Prostitutes might also take emmenagogues (menstrual stimulants) which had the effect of an early-term abortion if the woman in question were pregnant. In the case I looked at, this is what happened, and it's pretty clear that some brothel-keepers knew how to do this, and that prostitutes were also familiar with the ingredients needed. In this case, the mixture was made up of cloves, Queen Anne's Lace, periwinkle, and strong wine. The prostitute who took it was 20 weeks pregnant, so she aborted a pretty well-developed foetus :/
Prostitutes were only supposed to have sex in the missionary position, so it would have been pretty hard to avoid getting pregnant, but I guess it might have been possible sometimes to persuade customers not to ejaculate inside them.
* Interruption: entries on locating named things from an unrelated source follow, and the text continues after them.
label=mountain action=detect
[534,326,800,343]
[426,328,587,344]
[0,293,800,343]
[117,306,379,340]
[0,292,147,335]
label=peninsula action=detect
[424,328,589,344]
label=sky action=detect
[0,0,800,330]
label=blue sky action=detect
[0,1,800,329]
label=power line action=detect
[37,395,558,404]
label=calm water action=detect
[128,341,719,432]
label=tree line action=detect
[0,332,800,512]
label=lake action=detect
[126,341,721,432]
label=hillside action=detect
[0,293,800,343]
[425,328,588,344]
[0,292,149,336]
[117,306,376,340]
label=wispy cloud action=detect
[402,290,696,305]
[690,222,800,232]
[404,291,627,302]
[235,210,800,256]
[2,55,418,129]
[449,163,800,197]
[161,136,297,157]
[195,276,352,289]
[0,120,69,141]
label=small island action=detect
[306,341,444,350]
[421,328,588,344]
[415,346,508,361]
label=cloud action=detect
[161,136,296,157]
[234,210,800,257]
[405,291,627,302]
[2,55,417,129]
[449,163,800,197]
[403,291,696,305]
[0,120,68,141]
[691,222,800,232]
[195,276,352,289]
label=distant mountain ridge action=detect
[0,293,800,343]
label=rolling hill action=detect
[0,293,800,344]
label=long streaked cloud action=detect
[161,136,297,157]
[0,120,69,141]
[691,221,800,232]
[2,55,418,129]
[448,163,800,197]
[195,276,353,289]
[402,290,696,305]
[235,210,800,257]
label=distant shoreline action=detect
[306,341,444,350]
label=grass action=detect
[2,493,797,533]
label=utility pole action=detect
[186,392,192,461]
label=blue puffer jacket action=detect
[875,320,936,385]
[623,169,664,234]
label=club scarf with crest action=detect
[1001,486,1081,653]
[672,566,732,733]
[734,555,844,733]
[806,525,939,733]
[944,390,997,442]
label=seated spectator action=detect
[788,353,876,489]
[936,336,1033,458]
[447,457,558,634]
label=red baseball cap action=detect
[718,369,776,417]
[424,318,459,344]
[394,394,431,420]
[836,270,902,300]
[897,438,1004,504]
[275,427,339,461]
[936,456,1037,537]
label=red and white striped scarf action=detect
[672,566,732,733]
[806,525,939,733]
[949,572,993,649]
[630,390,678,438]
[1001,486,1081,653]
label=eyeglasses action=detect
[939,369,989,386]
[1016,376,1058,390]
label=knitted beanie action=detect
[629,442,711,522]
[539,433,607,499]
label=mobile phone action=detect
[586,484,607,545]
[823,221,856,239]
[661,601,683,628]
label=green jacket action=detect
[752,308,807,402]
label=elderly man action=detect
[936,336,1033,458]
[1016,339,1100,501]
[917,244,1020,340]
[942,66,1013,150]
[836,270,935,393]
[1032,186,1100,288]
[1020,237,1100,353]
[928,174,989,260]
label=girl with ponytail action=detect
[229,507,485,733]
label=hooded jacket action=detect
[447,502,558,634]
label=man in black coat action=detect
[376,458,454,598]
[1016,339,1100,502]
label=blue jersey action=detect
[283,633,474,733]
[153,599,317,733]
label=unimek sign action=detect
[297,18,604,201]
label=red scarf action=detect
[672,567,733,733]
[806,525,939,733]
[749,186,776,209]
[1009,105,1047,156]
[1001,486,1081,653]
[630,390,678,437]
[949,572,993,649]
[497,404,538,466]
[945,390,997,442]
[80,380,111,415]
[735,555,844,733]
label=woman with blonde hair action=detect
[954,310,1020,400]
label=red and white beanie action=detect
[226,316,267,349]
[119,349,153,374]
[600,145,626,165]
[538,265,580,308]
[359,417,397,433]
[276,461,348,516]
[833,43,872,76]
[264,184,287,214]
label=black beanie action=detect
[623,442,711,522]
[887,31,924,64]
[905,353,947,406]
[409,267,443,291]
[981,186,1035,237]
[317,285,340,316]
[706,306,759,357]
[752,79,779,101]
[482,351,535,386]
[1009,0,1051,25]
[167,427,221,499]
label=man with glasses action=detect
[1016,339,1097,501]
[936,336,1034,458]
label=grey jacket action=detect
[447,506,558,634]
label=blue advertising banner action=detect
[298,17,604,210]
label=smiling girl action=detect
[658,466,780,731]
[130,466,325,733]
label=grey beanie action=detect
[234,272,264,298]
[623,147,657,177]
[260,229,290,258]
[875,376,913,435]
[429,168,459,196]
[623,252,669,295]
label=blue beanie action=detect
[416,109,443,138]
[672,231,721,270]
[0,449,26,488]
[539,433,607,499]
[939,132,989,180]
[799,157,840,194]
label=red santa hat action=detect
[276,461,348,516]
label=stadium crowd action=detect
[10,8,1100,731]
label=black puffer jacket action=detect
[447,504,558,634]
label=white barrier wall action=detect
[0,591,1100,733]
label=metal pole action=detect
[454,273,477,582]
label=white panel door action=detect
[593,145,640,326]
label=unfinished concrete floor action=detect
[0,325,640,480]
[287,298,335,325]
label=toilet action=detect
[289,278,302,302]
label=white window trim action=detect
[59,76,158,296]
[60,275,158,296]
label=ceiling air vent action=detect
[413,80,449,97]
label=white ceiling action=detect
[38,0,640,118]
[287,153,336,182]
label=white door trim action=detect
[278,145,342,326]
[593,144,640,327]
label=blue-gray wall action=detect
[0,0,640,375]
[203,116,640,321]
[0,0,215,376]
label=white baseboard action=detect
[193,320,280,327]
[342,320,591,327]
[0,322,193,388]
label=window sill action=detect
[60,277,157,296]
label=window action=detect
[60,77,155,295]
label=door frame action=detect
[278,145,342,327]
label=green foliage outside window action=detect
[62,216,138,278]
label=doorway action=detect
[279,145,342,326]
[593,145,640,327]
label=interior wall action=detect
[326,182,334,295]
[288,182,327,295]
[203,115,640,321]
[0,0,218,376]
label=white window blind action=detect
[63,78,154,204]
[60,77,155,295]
I found another case in which a guy was burned at the stake for having buttsex with a prostitute in a brothel, so I don't think non-vanilla sex was too common. Having said that, there is a really cool case from London from 1395 involving a male transvestite prostitute who was found working the streets alongside regular female prostitutes - it seems like he may have had anal sex with male clients (maybe that's what they were after...), so anal sex with prostitutes may not have been that unusual.
I hope that was helpful - like I said the evidence is really sketchy, but what we do know suggests that herbal contraceptive lore might have been quite well-developed and part of an experienced prostitute's business know-how. In the area I looked at (southern Germany and Switzerland) pregnant prostitutes were supposed to be put out of brothels, though in practice this risked losing money for brothel-keepers so it was not always enforced. Kids were born in brothels and some even lived there for short periods with their mothers. Interestingly, it was also theorised in the Middle Ages by the French scholastic philosopher William of Conches that prostitutes couldn't get pregnant because their wombs were so filled with dirt from all the bonin'.